The grassroots campaign to keep water under local control began the night of September 29, 2003. At a town meeting officials slammed the gavel, and Nestlé Waters North America was the proud new owner of the town’s water for 50 years…with an option for 50 more. The five member McCloud Community Service District board had been pressured by Nestlé to take stealth action to approve the deal. This gave the town’s 1,300 residents but a few days to review and consider the proposal prior to the meeting – hardly enough time to get organized.
But get organized they did. Debra and community members quickly formed McCloud Watershed Council (MWC) a grassroots group, working in concert with California Trout, Trout Unlimited, Concerned McCloud Citizens and other organizations to respond to Nestlé’s plans to build a 1,000,000 square foot bottling plant with untold consequences for the local environment (Nestlé initially failed to conduct a requisite environmental review). Collectively, the coalition hunkered down to protect local water resources and the surrounding environment of Siskiyou County for generations to come.
Due to the dedicated organizing of residents, the initial contract was ruled null and void by the Siskiyou County Superior Court. But Nestlé continued to invest millions in public relations, lobbying and legal efforts to overcome this early obstacle to its bottling plans. National media exposure, continued grassroots mobilization, lawsuits, testimony before Congress and comments by the California Attorney General finally pressured Nestlé to honor the wishes of McCloud residents.

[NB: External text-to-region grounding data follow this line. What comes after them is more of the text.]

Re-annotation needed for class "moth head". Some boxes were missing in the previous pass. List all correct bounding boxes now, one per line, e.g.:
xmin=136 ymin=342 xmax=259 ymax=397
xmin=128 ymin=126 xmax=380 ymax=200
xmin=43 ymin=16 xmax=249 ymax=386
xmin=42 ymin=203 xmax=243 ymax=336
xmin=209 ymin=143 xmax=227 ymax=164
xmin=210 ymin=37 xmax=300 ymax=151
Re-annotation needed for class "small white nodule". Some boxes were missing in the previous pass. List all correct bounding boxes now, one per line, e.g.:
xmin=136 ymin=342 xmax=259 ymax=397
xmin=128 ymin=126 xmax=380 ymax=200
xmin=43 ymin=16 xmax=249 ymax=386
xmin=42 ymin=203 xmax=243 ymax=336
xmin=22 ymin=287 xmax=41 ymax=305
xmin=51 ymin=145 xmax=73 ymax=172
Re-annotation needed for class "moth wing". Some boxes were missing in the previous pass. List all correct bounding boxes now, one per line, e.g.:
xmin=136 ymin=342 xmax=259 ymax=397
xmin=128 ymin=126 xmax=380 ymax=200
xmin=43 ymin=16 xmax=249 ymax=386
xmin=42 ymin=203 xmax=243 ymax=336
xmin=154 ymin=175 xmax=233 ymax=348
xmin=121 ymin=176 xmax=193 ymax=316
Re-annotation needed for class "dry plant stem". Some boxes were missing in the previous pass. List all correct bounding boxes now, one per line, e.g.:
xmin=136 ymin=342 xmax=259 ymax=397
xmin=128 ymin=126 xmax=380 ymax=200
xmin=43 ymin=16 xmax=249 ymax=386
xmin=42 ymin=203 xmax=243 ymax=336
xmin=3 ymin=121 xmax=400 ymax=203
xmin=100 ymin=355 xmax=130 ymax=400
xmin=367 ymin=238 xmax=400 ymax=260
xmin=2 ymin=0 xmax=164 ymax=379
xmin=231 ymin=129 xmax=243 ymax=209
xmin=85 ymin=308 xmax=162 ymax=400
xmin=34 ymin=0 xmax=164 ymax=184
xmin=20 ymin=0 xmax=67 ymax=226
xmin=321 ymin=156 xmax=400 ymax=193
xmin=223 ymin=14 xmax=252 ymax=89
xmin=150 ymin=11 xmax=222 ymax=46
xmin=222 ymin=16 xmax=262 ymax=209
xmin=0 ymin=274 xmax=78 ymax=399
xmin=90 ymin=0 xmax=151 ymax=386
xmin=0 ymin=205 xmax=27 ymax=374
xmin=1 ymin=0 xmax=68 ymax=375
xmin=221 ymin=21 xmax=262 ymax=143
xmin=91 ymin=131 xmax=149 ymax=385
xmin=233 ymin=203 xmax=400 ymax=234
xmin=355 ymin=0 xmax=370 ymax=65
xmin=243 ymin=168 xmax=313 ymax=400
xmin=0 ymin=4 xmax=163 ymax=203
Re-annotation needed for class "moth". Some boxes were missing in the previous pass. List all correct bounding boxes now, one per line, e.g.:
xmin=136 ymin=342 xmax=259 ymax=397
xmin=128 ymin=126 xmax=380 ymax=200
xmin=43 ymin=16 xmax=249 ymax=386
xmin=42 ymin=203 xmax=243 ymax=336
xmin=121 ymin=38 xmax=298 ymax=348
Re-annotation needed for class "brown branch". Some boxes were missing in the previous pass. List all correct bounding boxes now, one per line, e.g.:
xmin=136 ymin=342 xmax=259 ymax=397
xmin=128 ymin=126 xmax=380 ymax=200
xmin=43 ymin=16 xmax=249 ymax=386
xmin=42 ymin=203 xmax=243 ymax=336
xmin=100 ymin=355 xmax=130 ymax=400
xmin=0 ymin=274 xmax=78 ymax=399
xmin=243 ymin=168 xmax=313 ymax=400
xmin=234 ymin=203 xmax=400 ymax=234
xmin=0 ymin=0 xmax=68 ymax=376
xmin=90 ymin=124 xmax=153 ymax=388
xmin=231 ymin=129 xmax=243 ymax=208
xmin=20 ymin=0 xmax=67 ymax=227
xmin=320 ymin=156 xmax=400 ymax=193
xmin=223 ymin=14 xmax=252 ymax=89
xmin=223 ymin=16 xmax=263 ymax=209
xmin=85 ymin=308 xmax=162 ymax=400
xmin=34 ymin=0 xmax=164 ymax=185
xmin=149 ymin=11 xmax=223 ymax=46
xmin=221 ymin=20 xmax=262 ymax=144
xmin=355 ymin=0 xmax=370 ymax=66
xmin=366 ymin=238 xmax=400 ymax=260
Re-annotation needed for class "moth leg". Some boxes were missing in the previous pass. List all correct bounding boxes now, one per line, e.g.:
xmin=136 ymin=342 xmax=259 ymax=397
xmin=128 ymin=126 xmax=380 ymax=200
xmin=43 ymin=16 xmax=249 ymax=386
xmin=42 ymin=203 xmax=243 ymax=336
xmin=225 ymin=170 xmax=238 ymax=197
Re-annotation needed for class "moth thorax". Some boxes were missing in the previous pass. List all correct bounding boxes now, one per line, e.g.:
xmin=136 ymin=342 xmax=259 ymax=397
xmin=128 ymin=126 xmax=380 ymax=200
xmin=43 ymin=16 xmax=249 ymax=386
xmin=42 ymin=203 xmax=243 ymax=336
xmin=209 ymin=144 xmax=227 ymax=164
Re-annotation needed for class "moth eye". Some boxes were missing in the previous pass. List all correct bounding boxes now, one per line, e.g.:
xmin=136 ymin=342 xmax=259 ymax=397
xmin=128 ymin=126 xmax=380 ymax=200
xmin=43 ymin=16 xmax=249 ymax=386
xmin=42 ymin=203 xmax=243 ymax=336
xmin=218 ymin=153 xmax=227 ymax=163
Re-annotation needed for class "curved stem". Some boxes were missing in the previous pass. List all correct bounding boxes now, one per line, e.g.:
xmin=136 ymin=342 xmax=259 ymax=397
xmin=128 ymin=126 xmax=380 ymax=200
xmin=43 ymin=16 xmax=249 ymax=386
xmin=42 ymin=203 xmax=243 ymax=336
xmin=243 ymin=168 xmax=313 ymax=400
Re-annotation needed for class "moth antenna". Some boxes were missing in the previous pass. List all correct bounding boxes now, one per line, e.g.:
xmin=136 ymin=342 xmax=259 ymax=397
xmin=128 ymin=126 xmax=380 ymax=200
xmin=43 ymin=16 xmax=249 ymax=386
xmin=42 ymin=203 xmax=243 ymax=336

A heartfelt congratulations are due to Debra and her neighbors and to all who extended a hand to support these dedicated activists in their time of need.
This is a watershed moment, so to speak, in the effort to restore local control over water. Earlier this summer two other community groups – the Michigan Citizens for Water Conservation (MCWC) and Protect Our Water and Wildlife Resources (POWWR) in Shapleigh, ME – secured major victories over Nestlé. Michigan Citizen’s court victory against Nestlé came after nine years of legal battles and Nestlé appeals. The settlement requires Nestlé to dramatically reduce pumping during summer months at a critical well site in Northern Michigan, and prohibits the corporation from increasing pumping levels in the future.
After Protect Our Water members discovered twenty three Nestlé test wells in their community in Shapleigh, ME they responded by going door-to-door, gathering enough petition signatures to pass ordinances asserting the right of townspeople to control their own water and prohibit commercial water extraction.
These victories are harbingers of more to come. Still, from Colorado to Florida to Maine Nestlé continues to subvert the right of communities to control their own water. There is more work ahead, but thanks to Debra and her neighbors it is clear there is power in the grassroots.